Des archives vivantes

Dans la dernière édition du Festival Trans­Amériques assemblée par le directeur artistique Martin Faucher, trois pièces de théâtre travaillent l’archive en classant des témoignages et en collectionnant des souvenirs. Ces spectacles mettent en scène, chacun avec une approche narrative singulière, des protocoles pour organiser la mémoire et conserver de précieux morceaux d’humanité. Attirée par l’idée que des artistes aux esthétiques bien distinctes choisissent d’aborder et de construire des archives vivantes, j’ai voulu m’intéresser à ce que l’art éphémère du théâtre pouvait apporter à ces traces humaines. Comment l’idée trois fois déclinée de la conservation est-elle explorée par un art qui exalte le présent?

Seulement dix personnes à la fois peuvent assister à Alep: portrait d’une absence, une pièce signée par l’auteur Mohammad Al Attar, le metteur en scène Omar Abusaada et la scénographe Bissane Al Charif. Dans le hall de l’Édifice Wilder – Espace danse, une grande carte d’Alep nous accueille, dessinée sur un panneau en bois avec des tracés anonymes, sauf pour quelques indications en arabe. Chaque membre du public choisit un quartier différent de la ville en retirant un morceau de bois taillé dans la carte. Un petit magnétophone correspondant à notre quartier nous est confié avant notre entrée dans la salle de spectacle, où il faut s’asseoir à la table affichant les contours du morceau de casse-tête sélectionné.

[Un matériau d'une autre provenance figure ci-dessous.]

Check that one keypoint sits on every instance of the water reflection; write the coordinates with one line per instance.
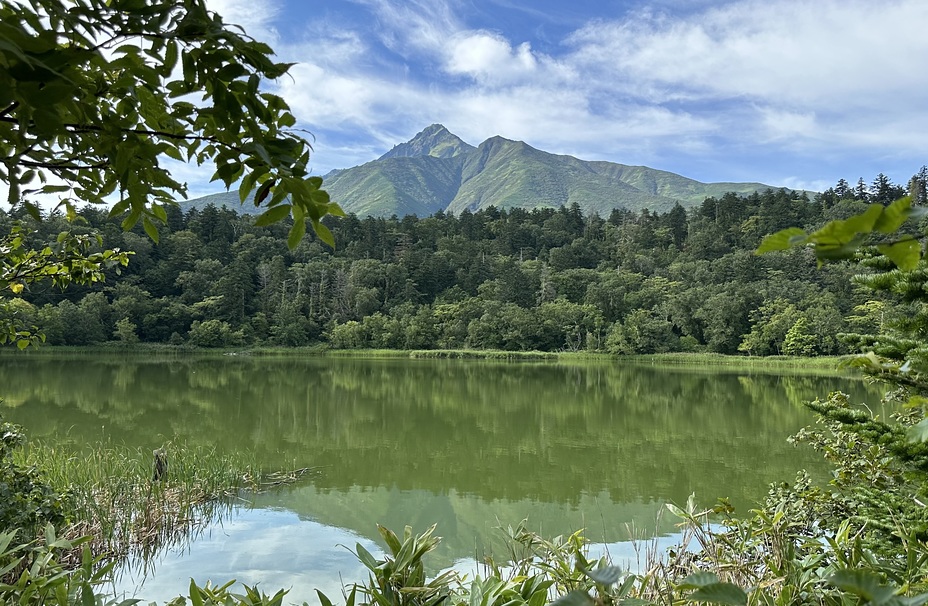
(466, 444)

Un interprète rejoint ensuite chaque membre de l’auditoire, créant dix tête-à-tête simultanés avec le public. Après avoir fait entendre quelques mots d’un habitant ou d’une habitante d’Alep grâce au magnétophone, l’interprète partage le témoignage de cette personne en citant ses paroles. Incarnant presque ces dix êtres lointains, les interprètes adoptent toutefois le rôle délicat de passeur ou passeuse en se présentant d’abord en tant qu’eux-mêmes ou elles-mêmes, puis en établissant durant leur monologue une sorte de complicité par le regard, les yeux plongés dans les nôtres.